The National Governors’ Association (NGA) recently proposed “that collective worship should be abolished in schools without a designated religious character.”
In a statement that is both very welcome and long overdue, the NGA explained: “Few schools can or do meet the current legislative requirement for a daily act of collective worship, partly because there isn’t space in most schools to gather students together, and often staff are unable or unwilling to lead a collective worship session. There is also the added issue that worship implies belief in a particular faith – if the ‘act of worship’ is not in your faith then it is meaningless as an act of worship. The view was taken that schools are not places of worship, but places of education, and expecting the worship of a religion or religions in all schools should not be a compulsory part of education in England today. This is different in schools with a religious character – as faith schools are termed in the legislation – where parents have chosen to send their child in the knowledge that the particular faith and its worship is at the core of the ethos of the school…. It is important that students should continue to be taught a broad and balanced curriculum that encourages a knowledge and understanding of all faiths.”

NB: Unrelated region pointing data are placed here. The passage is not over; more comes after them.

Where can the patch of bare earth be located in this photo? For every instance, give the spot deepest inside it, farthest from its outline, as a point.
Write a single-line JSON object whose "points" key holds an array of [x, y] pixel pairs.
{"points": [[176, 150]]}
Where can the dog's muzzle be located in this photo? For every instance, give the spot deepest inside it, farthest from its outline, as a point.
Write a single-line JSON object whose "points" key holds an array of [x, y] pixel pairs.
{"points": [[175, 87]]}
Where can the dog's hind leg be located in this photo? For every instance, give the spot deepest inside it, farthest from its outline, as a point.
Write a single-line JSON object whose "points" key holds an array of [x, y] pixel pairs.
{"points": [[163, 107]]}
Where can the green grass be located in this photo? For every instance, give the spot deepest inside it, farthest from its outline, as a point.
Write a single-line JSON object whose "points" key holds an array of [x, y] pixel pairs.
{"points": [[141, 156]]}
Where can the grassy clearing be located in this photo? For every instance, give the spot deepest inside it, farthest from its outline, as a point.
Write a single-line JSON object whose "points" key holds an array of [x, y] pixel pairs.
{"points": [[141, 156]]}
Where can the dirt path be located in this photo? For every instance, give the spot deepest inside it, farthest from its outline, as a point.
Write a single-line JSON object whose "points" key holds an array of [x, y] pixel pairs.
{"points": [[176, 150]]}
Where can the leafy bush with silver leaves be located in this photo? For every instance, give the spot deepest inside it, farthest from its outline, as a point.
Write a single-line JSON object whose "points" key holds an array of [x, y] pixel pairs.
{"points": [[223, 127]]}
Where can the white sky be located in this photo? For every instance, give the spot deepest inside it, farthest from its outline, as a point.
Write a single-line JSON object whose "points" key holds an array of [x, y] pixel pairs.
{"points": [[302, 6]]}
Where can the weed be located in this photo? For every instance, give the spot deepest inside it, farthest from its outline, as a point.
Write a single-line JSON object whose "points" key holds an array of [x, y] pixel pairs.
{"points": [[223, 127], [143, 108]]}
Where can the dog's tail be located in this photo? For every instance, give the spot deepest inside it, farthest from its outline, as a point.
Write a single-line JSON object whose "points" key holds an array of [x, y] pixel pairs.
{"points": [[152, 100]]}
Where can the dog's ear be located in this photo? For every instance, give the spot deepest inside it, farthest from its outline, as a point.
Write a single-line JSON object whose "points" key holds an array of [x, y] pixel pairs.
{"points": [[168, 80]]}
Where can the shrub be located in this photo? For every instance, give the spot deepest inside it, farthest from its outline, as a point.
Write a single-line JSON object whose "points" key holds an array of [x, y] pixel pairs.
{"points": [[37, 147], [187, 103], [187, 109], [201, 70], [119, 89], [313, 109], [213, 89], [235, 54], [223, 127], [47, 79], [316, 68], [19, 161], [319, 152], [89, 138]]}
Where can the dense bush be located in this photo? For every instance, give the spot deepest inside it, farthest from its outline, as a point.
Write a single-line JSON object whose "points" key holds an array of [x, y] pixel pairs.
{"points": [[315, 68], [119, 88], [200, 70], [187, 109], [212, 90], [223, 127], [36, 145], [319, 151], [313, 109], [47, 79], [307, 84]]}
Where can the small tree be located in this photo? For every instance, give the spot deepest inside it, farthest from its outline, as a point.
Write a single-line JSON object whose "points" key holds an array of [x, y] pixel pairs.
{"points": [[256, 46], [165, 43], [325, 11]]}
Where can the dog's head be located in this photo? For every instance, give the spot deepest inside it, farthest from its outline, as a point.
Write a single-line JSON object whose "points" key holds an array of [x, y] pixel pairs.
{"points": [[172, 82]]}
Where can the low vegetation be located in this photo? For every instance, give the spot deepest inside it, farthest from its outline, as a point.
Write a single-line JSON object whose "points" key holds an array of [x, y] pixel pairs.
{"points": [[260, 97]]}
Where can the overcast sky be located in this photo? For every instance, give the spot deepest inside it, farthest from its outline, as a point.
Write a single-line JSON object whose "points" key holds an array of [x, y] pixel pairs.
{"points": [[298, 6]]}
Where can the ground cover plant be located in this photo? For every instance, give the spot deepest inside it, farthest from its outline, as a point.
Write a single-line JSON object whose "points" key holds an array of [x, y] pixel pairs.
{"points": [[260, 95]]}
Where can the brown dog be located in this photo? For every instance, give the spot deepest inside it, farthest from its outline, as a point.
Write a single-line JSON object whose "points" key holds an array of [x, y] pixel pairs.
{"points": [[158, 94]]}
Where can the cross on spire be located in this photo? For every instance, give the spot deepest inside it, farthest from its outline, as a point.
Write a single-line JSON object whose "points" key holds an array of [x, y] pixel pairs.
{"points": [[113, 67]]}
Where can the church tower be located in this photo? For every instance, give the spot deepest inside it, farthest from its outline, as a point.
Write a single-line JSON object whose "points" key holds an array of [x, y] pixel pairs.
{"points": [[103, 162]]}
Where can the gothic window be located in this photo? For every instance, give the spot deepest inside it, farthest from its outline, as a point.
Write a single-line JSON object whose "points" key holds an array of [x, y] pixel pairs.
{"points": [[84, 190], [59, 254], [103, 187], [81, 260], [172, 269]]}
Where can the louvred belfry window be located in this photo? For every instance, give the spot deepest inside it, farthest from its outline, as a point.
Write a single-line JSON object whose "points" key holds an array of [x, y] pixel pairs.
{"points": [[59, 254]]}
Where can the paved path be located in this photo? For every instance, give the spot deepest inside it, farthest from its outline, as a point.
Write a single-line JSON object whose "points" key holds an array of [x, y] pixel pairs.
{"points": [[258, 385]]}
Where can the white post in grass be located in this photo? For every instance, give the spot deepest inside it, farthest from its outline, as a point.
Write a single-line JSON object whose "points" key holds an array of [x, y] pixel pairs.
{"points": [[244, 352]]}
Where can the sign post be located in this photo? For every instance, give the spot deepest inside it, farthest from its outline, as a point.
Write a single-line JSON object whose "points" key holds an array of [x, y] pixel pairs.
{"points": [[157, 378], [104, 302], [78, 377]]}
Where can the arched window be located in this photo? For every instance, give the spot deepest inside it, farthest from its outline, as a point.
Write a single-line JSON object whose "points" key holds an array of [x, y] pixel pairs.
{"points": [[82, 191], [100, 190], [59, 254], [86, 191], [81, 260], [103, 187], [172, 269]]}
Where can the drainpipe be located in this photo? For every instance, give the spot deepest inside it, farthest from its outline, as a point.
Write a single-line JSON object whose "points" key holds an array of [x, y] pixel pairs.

As things stand at present, Christian worship is compulsory in our state schools. Since 1944, the law has required all schools, even non-faith schools, to hold an act of collective worship every day, which must be ‘broadly Christian’ in character. This is ridiculous and anachronistic. Learning about the world’s various religions, along with all the important secular philosophies, is an appropriate element of education. Worship is not.
It reinforces a cultural and religious identity to the exclusion of others and fails to prepare children for a diverse society. But, worse than that, it narrows children’s horizons. And for that reason alone, it should be jettisoned by the education authorities as soon as possible.